Badger flea

Scientific classification
- Kingdom: Animalia
- Phylum: Arthropoda
- Class: Insecta
- Order: Siphonaptera
- Family: Ceratophyllidae
- Genus: Paraceras
- Species: P. melis
- Binomial name: Paraceras melis Walker, 1856

= Paraceras melis =

- Genus: Paraceras
- Species: melis
- Authority: Walker, 1856

Species of flea

Paraceras melis, the badger flea, is an external parasite of the European badger (Meles meles). It has also been found on the fox (Vulpes vulpes), the dog (Canis familiaris), the cat (Felis catus), the European polecat (Mustela putorius), the mole (Talpa europaea) and the fallow deer (Dama dama).

==Description==
The badger flea, like other fleas, is a small, dark brown wingless insect with a tough, chitinous cuticle. Its body is flattened laterally and it has mouthparts designed for sucking the blood of a badger.

==Biology==
Like other fleas, the badger flea has a life cycle consisting of an egg, a larval, a pupal and an adult stage. A mature female flea has to have had a meal of blood before she starts to reproduce. After mating, the eggs are laid and often fall to the floor of the sett. The larvae that hatch out feed on organic debris and when fully developed, they weave cocoons and pupate. They remain in this state for several weeks, often being stimulated to emerge by warmth, vibrations or a raised level of carbon dioxide which indicates that a potential host is nearby. The newly hatched flea's primary aim is to find a host, have a meal of blood and reproduce.

The badger flea is the vector of Trypanosoma pestanai, the causal agent of a protozoan disease of badgers that has been found in badgers living in Portugal, France, England, and Ireland.

==Behaviour==
Badgers spend much time grooming in an effort to dislodge parasites. Individuals concentrate on their undersides while social grooming occurs with one individual grooming another on its dorsal surface. Fleas try to avoid the scratching, retreating rapidly downwards and backwards with the lie of the fur. This is in contrast to fleas away from their host which run upwards and jump when disturbed. The grooming seems to disadvantage the fleas rather than merely having a social function.

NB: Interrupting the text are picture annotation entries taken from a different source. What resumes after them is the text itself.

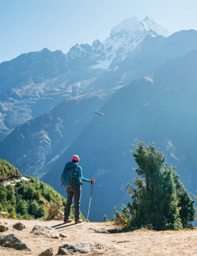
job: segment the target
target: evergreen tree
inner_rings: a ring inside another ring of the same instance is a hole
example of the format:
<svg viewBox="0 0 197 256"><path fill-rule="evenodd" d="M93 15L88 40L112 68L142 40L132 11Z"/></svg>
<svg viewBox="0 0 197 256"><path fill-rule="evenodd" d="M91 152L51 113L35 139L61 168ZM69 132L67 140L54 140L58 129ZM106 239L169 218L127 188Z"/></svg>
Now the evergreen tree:
<svg viewBox="0 0 197 256"><path fill-rule="evenodd" d="M136 141L133 154L138 168L135 187L128 184L131 200L123 208L128 225L155 230L177 230L194 220L194 201L180 182L175 168L165 163L165 156L154 143ZM117 211L116 211L117 214Z"/></svg>

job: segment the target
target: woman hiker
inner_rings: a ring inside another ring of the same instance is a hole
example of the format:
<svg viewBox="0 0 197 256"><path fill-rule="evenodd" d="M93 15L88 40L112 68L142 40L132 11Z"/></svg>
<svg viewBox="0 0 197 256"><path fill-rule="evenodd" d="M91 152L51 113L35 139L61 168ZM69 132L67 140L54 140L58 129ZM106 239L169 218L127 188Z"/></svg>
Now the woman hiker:
<svg viewBox="0 0 197 256"><path fill-rule="evenodd" d="M95 182L94 178L92 178L91 180L83 178L82 168L78 165L79 161L79 158L78 156L73 156L72 161L66 164L62 174L62 183L67 186L67 202L64 208L64 223L71 222L72 221L72 220L70 219L70 214L73 197L74 202L75 223L82 222L82 220L80 218L79 212L82 185L83 184L82 182L90 182L91 184ZM64 175L64 173L65 174Z"/></svg>

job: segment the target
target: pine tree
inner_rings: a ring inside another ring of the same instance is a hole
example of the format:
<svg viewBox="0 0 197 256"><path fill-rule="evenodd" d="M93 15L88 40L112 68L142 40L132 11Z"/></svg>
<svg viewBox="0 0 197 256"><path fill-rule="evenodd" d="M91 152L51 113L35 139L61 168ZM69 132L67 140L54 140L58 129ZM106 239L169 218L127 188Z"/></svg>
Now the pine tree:
<svg viewBox="0 0 197 256"><path fill-rule="evenodd" d="M133 154L138 165L133 187L128 184L131 200L122 214L133 229L142 227L155 230L177 230L194 219L194 201L180 182L175 168L154 143L136 141Z"/></svg>

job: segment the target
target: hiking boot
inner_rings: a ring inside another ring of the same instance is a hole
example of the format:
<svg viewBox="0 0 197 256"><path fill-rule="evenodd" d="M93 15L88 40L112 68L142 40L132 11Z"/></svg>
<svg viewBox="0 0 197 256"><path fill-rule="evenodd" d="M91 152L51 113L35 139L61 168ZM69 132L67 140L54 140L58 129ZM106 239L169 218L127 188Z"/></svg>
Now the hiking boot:
<svg viewBox="0 0 197 256"><path fill-rule="evenodd" d="M69 222L71 222L71 221L72 221L72 220L71 219L66 219L66 220L64 221L64 224L69 223Z"/></svg>

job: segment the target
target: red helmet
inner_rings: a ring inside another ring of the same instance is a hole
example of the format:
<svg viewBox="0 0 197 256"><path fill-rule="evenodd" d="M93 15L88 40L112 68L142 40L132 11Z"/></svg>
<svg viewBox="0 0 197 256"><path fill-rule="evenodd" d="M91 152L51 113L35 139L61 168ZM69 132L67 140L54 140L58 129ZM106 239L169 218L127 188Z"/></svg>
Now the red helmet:
<svg viewBox="0 0 197 256"><path fill-rule="evenodd" d="M79 161L79 158L77 155L74 155L72 156L72 161L74 160L76 160L77 161Z"/></svg>

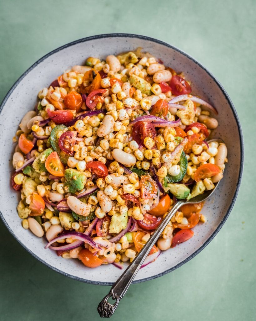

Researchers have found that when separated from their host, badger fleas jump repeatedly in an effort to reconnect. Many voided their gut contents which enabled them to leap significantly further. If they failed to find a suitable host they moved towards the light (the sett entrance) before becoming quiescent. This put them in a position to intercept a badger if one entered the sett. They were stimulated into further bouts of leaping by an increase in the level of carbon dioxide and jumped towards the source of the gas. In a research study they were found to respond to exhaled air by running and jumping in its direction. The most vigorous response was found to be made to a combination of a carbon dioxide source, a piece of dark-coloured card and movement in their vicinity. It was found that 50% of fleas were still alive after 35 days of separation from the host and, as badgers have a habit of moving between different setts, they would not avoid reinfestation by fleas if they returned to an empty sett within a few weeks.